Hi Mathias,

Looking at that thread dump, I think the potential culprit is this one:

TRACE 303545: (thread=200049)
sun.nio.ch.EPollArrayWrapper.epollWait(EPollArrayWrapper.java:Unknown line)
    sun.nio.ch.EPollArrayWrapper.poll(EPollArrayWrapper.java:269)
sun.nio.ch.EPollSelectorImpl.doSelect(EPollSelectorImpl.java:79)
    sun.nio.ch.SelectorImpl.lockAndDoSelect(SelectorImpl.java:87)
    sun.nio.ch.SelectorImpl.select(SelectorImpl.java:98)
sun.nio.ch.SocketAdaptor$SocketInputStream.read(SocketAdaptor.java:221)
sun.nio.ch.ChannelInputStream.read(ChannelInputStream.java:103)
java.nio.channels.Channels$ReadableByteChannelImpl.read(Channels.java:385)
    kafka.utils.Utils$.read(Utils.scala:380)
kafka.network.BoundedByteBufferReceive.readFrom(BoundedByteBufferReceive.scala:67)
kafka.network.Receive$class.readCompletely(Transmission.scala:56)
kafka.network.BoundedByteBufferReceive.readCompletely(BoundedByteBufferReceive.scala:29)
kafka.network.BlockingChannel.receive(BlockingChannel.scala:108)
kafka.consumer.SimpleConsumer.liftedTree1$1(SimpleConsumer.scala:72)
kafka.consumer.SimpleConsumer.kafka$consumer$SimpleConsumer$$sendRequest(SimpleConsumer.scala:69)
kafka.consumer.SimpleConsumer$$anonfun$fetch$1$$anonfun$apply$mcV$sp$1.apply$mcV$sp(SimpleConsumer.scala:113)
kafka.consumer.SimpleConsumer$$anonfun$fetch$1$$anonfun$apply$mcV$sp$1.apply(SimpleConsumer.scala:113)
kafka.consumer.SimpleConsumer$$anonfun$fetch$1$$anonfun$apply$mcV$sp$1.apply(SimpleConsumer.scala:113)
    kafka.metrics.KafkaTimer.time(KafkaTimer.scala:33)
kafka.consumer.SimpleConsumer$$anonfun$fetch$1.apply$mcV$sp(SimpleConsumer.scala:112)
kafka.consumer.SimpleConsumer$$anonfun$fetch$1.apply(SimpleConsumer.scala:112)
kafka.consumer.SimpleConsumer$$anonfun$fetch$1.apply(SimpleConsumer.scala:112)
    kafka.metrics.KafkaTimer.time(KafkaTimer.scala:33)
    kafka.consumer.SimpleConsumer.fetch(SimpleConsumer.scala:111)
kafka.server.AbstractFetcherThread.processFetchRequest(AbstractFetcherThread.scala:97)
kafka.server.AbstractFetcherThread.doWork(AbstractFetcherThread.scala:89)
kafka.utils.ShutdownableThread.run(ShutdownableThread.scala:60)
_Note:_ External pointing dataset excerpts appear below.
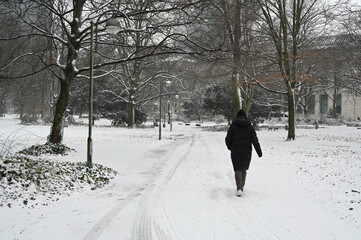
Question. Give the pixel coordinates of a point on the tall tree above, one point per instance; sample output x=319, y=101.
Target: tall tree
x=70, y=35
x=288, y=23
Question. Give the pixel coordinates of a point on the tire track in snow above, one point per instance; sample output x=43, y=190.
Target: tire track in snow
x=151, y=209
x=97, y=230
x=99, y=227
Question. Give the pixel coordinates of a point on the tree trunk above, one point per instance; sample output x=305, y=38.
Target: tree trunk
x=291, y=116
x=131, y=115
x=56, y=134
x=235, y=94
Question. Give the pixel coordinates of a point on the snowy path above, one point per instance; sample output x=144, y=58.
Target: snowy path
x=181, y=190
x=190, y=195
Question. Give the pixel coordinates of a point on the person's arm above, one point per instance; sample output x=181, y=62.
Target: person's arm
x=229, y=138
x=255, y=143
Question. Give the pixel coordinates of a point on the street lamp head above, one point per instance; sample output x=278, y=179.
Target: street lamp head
x=112, y=26
x=168, y=83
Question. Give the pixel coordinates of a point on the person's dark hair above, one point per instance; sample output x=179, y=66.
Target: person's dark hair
x=241, y=114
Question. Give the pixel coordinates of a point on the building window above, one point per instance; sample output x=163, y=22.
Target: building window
x=324, y=104
x=311, y=105
x=338, y=104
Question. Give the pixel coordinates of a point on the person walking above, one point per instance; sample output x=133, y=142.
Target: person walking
x=240, y=137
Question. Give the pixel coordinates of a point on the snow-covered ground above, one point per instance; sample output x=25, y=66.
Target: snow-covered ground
x=182, y=187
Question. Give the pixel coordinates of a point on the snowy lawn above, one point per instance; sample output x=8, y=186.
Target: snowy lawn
x=182, y=187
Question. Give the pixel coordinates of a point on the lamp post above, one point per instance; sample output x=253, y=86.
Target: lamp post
x=113, y=27
x=168, y=83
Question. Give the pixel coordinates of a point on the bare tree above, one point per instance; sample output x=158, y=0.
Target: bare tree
x=288, y=23
x=69, y=32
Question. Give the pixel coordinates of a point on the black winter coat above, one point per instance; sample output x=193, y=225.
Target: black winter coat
x=240, y=137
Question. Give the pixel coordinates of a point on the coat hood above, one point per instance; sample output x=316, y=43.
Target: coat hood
x=242, y=122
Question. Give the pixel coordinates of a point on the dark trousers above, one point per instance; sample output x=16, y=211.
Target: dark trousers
x=240, y=177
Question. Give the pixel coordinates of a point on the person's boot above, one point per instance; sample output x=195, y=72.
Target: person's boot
x=243, y=179
x=238, y=178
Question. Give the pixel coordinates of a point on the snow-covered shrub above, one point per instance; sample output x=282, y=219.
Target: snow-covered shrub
x=26, y=181
x=47, y=148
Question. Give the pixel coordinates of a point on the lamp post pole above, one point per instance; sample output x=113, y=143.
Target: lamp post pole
x=169, y=114
x=90, y=108
x=160, y=109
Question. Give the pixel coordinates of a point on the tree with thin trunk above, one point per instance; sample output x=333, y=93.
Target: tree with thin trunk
x=287, y=24
x=70, y=34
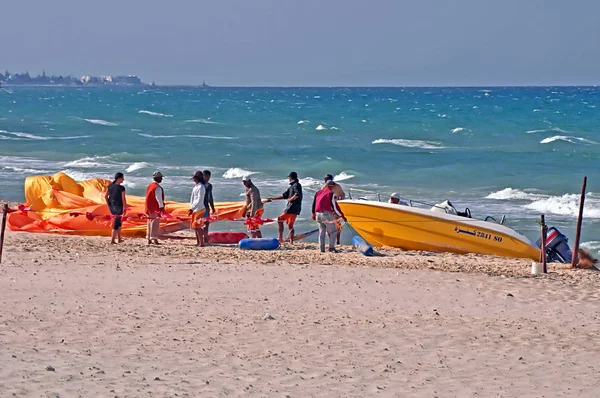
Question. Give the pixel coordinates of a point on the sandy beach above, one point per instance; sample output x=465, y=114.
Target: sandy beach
x=82, y=318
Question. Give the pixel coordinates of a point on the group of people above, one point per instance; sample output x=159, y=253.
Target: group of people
x=325, y=209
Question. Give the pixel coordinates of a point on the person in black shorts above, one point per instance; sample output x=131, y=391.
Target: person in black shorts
x=209, y=201
x=117, y=205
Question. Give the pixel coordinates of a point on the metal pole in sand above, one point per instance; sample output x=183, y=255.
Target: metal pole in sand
x=579, y=221
x=4, y=214
x=543, y=248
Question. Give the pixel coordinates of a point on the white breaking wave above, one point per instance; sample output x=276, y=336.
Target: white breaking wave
x=80, y=176
x=155, y=113
x=236, y=172
x=516, y=194
x=203, y=121
x=567, y=138
x=410, y=143
x=101, y=122
x=89, y=162
x=21, y=170
x=136, y=166
x=566, y=205
x=343, y=176
x=18, y=136
x=557, y=129
x=214, y=137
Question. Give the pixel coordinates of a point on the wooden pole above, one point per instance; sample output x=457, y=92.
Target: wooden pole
x=543, y=248
x=579, y=221
x=3, y=228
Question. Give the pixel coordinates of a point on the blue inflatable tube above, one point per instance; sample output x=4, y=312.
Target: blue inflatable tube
x=259, y=244
x=362, y=246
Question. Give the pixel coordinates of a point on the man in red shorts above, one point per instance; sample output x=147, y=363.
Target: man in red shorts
x=293, y=195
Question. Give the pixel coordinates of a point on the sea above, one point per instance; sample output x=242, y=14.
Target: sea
x=517, y=152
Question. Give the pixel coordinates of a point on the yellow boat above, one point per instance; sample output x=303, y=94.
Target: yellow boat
x=413, y=228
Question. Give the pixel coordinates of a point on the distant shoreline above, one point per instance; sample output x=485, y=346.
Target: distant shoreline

I see many such threads all triggered through the SimpleConsumer and ending up polling. Looking at the code, in theory, I can see why there might be a busy CPU loop generated by that code path. If my guess is right, it could be because of an issue in the implementation of how data is read off a channel in a blocking manner and I think this patch might help overcome that problem:

diff --git a/core/src/main/scala/kafka/network/Transmission.scala b/core/src/main/scala/kafka/network/Transmission.scala
index 2827103..0bab9ed 100644
--- a/core/src/main/scala/kafka/network/Transmission.scala
+++ b/core/src/main/scala/kafka/network/Transmission.scala
@@ -54,8 +54,15 @@ trait Receive extends Transmission {
     var totalRead = 0
     while(!complete) {
       val read = readFrom(channel)
-      trace(read + " bytes read.")
-      totalRead += read
+      if (read > 0) {
+        trace(read + " bytes read.")
+        totalRead += read
+      } else if (read == 0) {
+ // it's possible that nothing was read (see javadoc of ReadableByteChannel#read), from the backing channel, + // so we wait for a while before polling again, so that we don't end up with a busy CPU loop
+        // TODO: For now, this 30 milli seconds is a random value.
+        Thread.sleep(30)
+      }
     }
     totalRead
   }

Is this something that you would be able to apply against the latest 0.8.2 branch of Kafka, build the Kafka binary, try it out and see if it improves the situation?

-Jaikiran

On Monday 26 January 2015 11:35 PM, Mathias Söderberg wrote:
Hi Neha,

I sent an e-mail earlier today, but noticed now that it didn't actually go through.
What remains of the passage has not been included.